He said the cameras were intended "mainly as a deterrent" and were reviewed following incidents.

"The statistics for fire lighting in Hyde St are, as a consequence, well down on the previous year due to this camera's preventative effect alone. We were also recently able to positively assist Police over the alleged theft of a bike in this street."

Ferguson said police needed a search warrant or similar legal authority following suspected or alleged criminal activity.

As the Hyde St camera viewed a public place, "we have not needed to notify students directly".

"For residents and people not doing anything unlawful or harmful to others, they have nothing to worry about – we won't be interested. It is simply another tool, another pair of eyes,  no different to when a campus watch staff member has seen something that shouldn't be happening on their regular walks around campus.

"It is well documented in many cities that CCTV succeeds as a deterrent, and recent fires over the weekend, and during Orientation week, highlight that there is a strong need for this type of safety measure here.
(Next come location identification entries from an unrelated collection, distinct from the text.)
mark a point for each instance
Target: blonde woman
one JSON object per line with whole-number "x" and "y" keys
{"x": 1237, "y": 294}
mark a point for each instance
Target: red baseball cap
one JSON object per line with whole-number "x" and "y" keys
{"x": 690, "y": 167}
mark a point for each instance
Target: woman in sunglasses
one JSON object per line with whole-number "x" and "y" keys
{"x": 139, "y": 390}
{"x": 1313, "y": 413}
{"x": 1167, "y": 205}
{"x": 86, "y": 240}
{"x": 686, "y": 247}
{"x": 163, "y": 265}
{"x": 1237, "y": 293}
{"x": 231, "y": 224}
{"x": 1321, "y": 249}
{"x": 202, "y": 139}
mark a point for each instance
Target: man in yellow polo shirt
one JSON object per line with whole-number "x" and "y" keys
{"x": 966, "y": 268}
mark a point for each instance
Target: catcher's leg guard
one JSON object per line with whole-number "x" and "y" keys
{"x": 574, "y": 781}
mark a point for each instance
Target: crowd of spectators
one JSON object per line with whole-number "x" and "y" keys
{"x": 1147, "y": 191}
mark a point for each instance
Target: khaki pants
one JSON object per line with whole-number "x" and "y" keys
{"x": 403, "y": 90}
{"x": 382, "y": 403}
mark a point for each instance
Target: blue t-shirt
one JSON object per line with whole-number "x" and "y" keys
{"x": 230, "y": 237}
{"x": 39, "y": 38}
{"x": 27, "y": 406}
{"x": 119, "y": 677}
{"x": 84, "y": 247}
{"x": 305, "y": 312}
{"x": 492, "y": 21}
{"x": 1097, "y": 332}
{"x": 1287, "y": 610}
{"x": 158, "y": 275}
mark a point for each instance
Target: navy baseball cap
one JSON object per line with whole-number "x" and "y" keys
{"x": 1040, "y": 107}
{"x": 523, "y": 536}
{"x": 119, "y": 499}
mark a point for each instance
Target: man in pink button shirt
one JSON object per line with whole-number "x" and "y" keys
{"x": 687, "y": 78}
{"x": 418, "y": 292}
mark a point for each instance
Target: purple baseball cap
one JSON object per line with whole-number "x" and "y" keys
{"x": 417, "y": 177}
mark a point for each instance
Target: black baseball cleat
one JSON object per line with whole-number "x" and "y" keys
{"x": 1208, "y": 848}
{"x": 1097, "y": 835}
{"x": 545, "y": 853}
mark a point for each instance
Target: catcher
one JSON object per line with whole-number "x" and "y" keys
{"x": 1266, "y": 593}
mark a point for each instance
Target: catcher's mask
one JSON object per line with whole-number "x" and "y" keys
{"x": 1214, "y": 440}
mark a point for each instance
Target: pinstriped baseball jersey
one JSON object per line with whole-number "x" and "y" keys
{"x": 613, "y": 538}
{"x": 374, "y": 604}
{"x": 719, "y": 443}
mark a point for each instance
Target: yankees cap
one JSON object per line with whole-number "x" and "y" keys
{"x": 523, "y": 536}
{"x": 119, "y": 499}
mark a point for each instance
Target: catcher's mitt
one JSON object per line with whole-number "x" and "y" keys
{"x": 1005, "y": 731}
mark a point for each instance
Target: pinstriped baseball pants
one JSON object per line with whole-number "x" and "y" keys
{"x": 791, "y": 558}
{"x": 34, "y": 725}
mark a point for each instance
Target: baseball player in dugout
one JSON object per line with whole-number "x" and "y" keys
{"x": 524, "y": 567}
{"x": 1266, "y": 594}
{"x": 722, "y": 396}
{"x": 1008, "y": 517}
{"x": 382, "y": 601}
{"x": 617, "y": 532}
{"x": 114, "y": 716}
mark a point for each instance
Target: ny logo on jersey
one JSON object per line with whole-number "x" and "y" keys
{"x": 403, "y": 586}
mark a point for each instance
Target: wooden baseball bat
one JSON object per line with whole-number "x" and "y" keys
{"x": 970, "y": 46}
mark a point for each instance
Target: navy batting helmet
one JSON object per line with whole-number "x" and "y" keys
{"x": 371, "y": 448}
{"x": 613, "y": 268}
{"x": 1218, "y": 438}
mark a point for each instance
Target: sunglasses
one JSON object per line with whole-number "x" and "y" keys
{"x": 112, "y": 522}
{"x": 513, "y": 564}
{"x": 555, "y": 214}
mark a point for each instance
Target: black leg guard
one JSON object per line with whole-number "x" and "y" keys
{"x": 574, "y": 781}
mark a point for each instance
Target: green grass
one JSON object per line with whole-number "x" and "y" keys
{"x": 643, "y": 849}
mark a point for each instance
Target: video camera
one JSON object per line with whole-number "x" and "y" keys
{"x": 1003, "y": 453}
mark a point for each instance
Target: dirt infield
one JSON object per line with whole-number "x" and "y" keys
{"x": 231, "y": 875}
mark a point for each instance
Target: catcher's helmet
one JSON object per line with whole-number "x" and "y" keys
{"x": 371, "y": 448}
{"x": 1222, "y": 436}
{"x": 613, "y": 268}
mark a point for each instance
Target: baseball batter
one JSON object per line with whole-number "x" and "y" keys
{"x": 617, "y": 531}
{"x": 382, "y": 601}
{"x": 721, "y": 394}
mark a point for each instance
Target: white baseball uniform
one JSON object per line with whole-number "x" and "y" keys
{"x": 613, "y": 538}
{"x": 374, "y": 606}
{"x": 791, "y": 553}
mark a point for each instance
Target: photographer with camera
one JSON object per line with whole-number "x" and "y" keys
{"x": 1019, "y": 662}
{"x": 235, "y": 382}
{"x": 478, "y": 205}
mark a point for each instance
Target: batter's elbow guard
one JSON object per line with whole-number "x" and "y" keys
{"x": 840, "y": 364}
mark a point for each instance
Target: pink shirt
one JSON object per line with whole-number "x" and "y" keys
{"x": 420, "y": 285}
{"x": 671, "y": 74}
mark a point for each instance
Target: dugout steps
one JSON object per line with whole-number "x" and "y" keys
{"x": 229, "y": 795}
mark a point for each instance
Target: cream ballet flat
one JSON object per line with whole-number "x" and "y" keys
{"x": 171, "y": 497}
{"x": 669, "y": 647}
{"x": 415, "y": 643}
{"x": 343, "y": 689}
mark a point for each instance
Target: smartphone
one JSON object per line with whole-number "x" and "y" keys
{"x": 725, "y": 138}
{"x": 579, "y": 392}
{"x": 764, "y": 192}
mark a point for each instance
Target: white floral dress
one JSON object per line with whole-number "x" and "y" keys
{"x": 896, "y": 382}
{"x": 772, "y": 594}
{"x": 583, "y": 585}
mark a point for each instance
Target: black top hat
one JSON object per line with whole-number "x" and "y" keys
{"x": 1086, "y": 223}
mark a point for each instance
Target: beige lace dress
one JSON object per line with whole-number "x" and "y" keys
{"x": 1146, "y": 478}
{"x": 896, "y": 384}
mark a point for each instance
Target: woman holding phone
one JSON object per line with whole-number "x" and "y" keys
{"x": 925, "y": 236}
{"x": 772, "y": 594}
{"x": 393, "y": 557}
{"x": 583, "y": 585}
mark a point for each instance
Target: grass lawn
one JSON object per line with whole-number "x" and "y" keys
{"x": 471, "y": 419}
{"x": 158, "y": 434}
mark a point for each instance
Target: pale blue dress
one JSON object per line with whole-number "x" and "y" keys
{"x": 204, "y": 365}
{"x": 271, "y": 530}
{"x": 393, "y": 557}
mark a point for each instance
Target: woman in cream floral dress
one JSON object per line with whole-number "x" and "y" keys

"If there were no fires, then we might not need to do this. But there have been, and we have a duty of care to protect people living here. Despite some recent assertions in the media, couch burning is not an established old Otago tradition at all. It was more of a fad of recent years – one that is fortunately dying out, going by the number of fires which are trending down.  

"Lighting fires is stupid behaviour that leads to people being killed, and has no place among the activities and traditions that Otago prides itself on."